Logistique et ravitaillement
Le GR20 est jalonné de refuges et de bergeries. À Ortu di i Piobbu, Carrozzu, Manganu, chaque halte donne accès à de l’eau potable et des repas sommaires, parfois agrémentés de produits du terroir. Pour les tronçons plus isolés, mieux vaut prévoir ravitaillement, vivres énergétiques et de quoi traiter l’eau si les fontes ou ruisseaux se font rares. Les prévoyants partent avec quelques barres pour les longs passages entre deux points d’appui.
Conseils pratiques
Au fil des kilomètres, certains réflexes font toute la différence :
- Sac optimisé : le poids se ressent vite au fil des jours, chaque objet a sa raison d’être.
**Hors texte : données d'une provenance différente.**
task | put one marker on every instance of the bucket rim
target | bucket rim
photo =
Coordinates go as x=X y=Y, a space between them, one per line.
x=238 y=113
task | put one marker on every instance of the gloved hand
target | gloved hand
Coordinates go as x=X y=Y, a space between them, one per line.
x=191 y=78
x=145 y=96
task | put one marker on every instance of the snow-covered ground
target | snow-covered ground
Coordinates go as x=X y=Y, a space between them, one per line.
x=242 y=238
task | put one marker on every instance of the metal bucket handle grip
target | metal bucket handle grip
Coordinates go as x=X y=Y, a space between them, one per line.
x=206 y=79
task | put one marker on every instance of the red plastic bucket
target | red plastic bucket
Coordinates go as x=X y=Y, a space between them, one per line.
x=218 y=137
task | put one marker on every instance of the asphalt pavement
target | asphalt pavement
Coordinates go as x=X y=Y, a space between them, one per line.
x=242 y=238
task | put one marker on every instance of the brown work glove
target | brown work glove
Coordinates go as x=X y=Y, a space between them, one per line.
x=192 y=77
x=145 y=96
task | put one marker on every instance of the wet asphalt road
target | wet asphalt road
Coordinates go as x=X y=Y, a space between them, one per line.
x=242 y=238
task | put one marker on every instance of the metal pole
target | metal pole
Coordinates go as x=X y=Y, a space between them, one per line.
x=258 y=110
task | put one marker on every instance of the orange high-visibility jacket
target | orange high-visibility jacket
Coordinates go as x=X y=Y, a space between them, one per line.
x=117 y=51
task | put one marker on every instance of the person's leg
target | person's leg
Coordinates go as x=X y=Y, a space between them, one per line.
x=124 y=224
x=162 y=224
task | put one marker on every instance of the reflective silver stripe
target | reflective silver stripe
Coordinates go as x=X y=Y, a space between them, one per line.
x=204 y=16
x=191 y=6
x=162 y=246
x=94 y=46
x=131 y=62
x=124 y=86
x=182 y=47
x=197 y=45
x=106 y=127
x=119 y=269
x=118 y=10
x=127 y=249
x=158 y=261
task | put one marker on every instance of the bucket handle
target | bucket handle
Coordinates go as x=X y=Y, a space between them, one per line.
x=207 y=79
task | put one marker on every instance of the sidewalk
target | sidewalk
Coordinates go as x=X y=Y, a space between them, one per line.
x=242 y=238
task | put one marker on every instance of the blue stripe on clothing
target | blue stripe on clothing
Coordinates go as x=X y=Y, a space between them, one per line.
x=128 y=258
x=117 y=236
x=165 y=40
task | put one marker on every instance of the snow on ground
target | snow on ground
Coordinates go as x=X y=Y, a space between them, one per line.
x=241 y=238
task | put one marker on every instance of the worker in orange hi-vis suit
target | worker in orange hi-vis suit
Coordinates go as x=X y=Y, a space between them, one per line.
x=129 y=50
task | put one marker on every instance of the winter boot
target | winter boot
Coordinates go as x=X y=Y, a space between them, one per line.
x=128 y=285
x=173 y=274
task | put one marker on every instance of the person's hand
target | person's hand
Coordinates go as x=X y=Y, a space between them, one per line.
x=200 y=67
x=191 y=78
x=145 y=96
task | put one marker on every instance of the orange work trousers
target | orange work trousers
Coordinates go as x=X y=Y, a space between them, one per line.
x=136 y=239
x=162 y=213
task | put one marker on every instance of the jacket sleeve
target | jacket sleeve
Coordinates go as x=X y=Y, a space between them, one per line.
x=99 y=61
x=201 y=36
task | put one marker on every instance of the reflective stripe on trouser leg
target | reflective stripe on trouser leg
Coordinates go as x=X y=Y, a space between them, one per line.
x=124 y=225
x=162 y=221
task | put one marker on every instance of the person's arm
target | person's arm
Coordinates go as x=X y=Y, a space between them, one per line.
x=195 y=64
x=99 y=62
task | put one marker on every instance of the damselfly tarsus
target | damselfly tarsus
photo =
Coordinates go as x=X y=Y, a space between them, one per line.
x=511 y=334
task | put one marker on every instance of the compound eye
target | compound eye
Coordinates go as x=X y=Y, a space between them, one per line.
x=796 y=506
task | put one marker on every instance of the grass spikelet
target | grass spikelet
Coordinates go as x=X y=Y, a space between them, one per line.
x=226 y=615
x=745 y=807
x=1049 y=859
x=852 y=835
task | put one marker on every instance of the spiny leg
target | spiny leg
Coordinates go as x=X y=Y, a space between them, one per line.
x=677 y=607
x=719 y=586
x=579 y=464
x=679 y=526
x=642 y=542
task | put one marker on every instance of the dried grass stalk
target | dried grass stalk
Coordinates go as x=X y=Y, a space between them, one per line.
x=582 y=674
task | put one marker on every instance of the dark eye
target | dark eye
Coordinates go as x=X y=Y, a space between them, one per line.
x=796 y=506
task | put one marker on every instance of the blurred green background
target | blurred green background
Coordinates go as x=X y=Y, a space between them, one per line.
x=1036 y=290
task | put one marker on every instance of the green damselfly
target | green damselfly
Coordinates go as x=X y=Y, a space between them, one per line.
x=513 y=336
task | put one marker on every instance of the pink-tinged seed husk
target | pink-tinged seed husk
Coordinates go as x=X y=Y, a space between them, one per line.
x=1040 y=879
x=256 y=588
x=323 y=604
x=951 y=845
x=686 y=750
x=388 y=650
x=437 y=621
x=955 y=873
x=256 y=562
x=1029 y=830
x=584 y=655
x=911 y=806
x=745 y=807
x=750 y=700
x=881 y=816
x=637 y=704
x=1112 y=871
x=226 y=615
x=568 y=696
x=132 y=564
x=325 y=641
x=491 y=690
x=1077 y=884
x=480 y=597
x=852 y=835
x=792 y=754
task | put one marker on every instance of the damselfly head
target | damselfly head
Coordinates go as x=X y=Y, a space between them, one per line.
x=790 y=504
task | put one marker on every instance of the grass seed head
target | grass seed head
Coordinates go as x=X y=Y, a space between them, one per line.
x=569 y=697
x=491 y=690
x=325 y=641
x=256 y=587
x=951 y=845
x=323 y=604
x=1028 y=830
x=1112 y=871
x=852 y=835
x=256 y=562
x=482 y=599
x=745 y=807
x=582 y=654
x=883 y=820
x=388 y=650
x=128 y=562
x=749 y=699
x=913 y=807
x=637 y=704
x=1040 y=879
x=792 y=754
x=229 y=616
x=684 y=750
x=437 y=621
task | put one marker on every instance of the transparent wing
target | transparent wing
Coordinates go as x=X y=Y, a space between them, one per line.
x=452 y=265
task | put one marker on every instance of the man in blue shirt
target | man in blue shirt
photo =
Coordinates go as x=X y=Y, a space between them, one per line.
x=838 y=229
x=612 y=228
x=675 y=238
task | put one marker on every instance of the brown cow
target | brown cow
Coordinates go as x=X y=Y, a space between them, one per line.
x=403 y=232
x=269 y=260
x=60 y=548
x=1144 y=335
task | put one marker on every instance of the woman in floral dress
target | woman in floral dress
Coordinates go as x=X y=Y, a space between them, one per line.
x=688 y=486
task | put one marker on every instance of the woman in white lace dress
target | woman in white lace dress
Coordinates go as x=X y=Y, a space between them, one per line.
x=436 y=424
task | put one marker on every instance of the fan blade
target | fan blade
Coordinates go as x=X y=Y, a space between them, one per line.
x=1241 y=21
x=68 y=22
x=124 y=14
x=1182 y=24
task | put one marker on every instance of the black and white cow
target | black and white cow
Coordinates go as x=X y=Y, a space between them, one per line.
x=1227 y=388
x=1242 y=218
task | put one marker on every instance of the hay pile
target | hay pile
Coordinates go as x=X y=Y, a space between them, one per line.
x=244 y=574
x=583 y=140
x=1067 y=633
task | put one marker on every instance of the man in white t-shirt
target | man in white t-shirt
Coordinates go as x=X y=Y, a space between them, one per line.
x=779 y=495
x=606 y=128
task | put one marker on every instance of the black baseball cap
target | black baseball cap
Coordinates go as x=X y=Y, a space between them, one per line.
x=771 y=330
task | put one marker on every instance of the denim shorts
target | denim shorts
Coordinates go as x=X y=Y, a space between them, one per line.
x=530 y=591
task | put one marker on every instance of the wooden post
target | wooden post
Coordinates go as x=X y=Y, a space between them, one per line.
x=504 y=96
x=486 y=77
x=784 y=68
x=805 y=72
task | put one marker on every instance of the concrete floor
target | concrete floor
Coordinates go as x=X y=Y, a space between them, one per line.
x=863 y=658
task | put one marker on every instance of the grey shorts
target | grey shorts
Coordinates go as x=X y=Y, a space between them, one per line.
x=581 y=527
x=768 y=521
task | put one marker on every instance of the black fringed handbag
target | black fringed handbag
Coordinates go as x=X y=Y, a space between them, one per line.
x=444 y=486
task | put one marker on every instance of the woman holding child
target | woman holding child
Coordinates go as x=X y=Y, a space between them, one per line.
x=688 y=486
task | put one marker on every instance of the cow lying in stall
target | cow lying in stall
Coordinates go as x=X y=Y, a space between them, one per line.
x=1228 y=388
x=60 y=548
- Planification souple : adaptez le rythme en fonction de la météo et des points d’eau.
- Surveillance du ciel : la montagne corse ne prévient pas toujours, anticiper un orage peut tout changer.
- Hydratation régulière : boire fréquemment évite les mauvaises surprises musculaires ou digestives.
C’est dans la minutie des préparatifs et le respect de ses propres limites que s’écrit la ligne d’arrivée. On quitte le GR20 fatigué mais transformé, l’esprit chargé de paysages indomptés et le regard déjà tourné vers d’autres sentiers.